In an effort to revive the beverage business in North America, PepsiCo Inc. (PEP) has planned to slash 8,700 jobs across 30 countries and increase advertising and marketing spending on its beverages.

As part of the restructuring plan, 3% of the global work force will be reduced, which will help the company save $1.5 billion through 2014, in addition to $1.5 billion; already in its planned saving scheme over that period.

Pepsi also estimated to raise advertising and marketing expenses by $500 million to $600 million in 2012, on its iconic brands including Pepsi, Mountain Dew, Gatorade, Tropicana, Quaker and Doritos. In addition, Pepsi plans to spend about $100 million for the improvement of its delivery and display racks. The increase in advertising expenditure will not only boost its brands, but will also help the company in getting the market share sacrificed for healthier products, such as hummus and drinkable oatmeal.

In addition, Pepsi intends plans to consolidate its manufacturing, warehouse and sales facilities, and focus more on increasing net return on invested capital by at least 50 basis points annually, starting in 2013. Pepsi has also planned to cut its capital expenditures by 10% in 2012.

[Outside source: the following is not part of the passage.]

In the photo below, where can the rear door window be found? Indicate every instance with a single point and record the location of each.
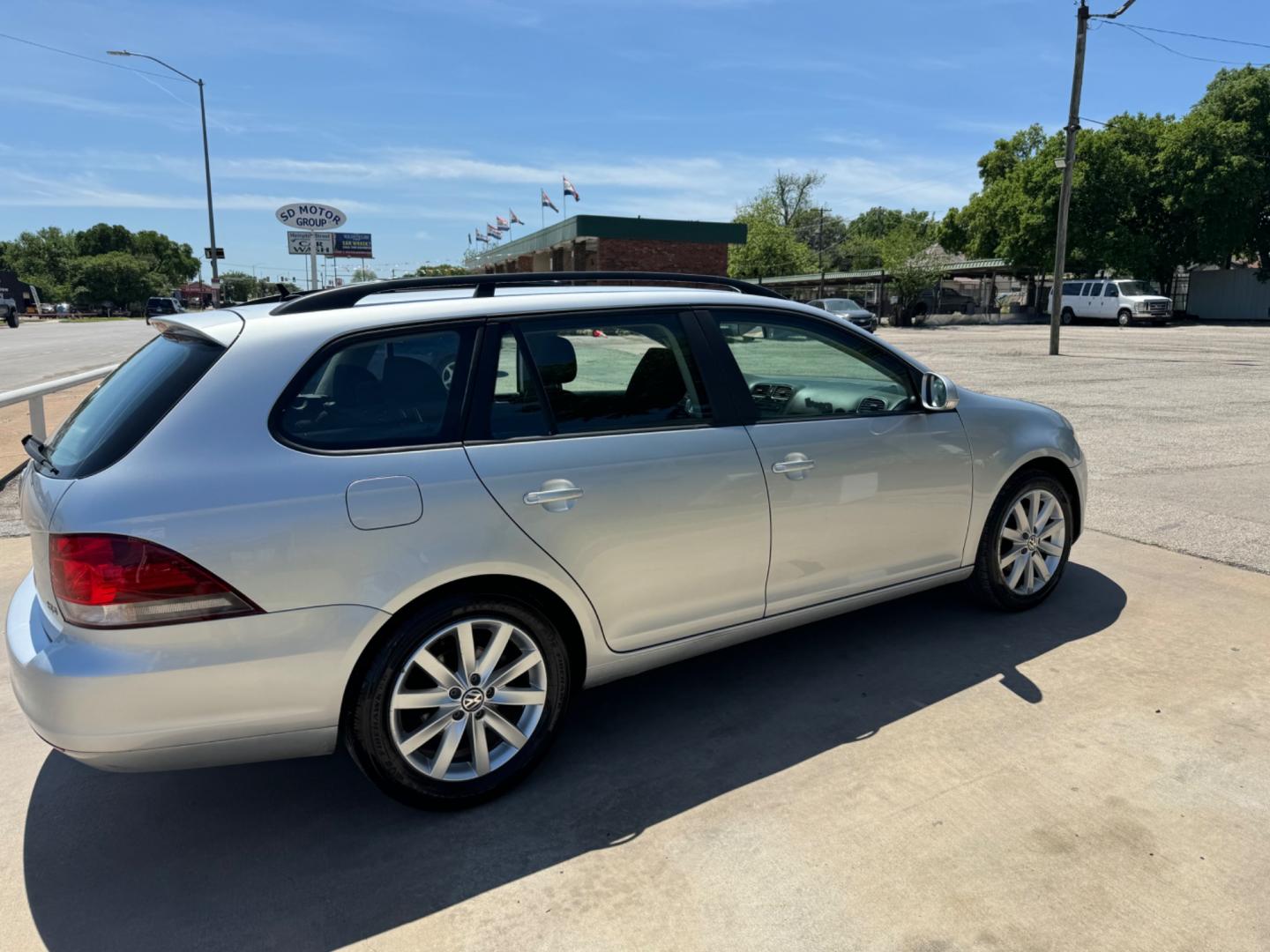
(129, 404)
(566, 376)
(378, 392)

The company also announced a 4% increase in its annual dividend and an enhancement in its share buyback program.

Pepsi and many other food and beverage makers are facing rising material costs, which are used to package and transport their products, including sugar, corn and aluminum. To combat the higher input costs, these companies have also raised prices in 2011. However, this price rise step couldn’t help the companies. Therefore, the companies have moved on with their cost-cutting plan.

Pepsi has already undertaken a $383 million restructuring charge in the fourth-quarter of 2011, and expects another $425 million charge in 2012 and yet another $100 million from 2013 to 2015. Pepsi’s rival The Coca-Cola Co. (KO) also announced its own cost-cutting program, though it did not attempt to reduce its workforce.

The New York-based company reported core earnings of $1.15 per share, up 9% in the fourth quarter compared with last year’s $1.22. The earnings per share surpassed the Zacks Consensus Estimate by 2 cents. The higher earnings were driven by robust revenue growth across its product portfolio. Further, strong pricing partially offset the commodity cost inflation.

The fiscal 2011 core earnings climbed 7% to $4.40, which surpassed the Zacks Consensus Estimate by a penny.

Pepsi also reported growth in volume, revenues, operating profit and earnings per share, fueled by top-line gains across its worldwide snacks and beverage businesses and from the acquisition of Wimm-Bill-Dann, the leading dairy and Juice Company in Russia.

However, the company expects a decline in its fiscal 2012 earnings by 5%, along with the additional 3 percentage point decline from foreign exchange rates. Moreover, the company faces strong headwinds with global macroeconomic uncertainty and rising commodity costs.

Currently, we prefer to be Neutral on Pepsi. Furthermore, it holds a Zacks #4 Rank, which translates into a short-term Sell rating.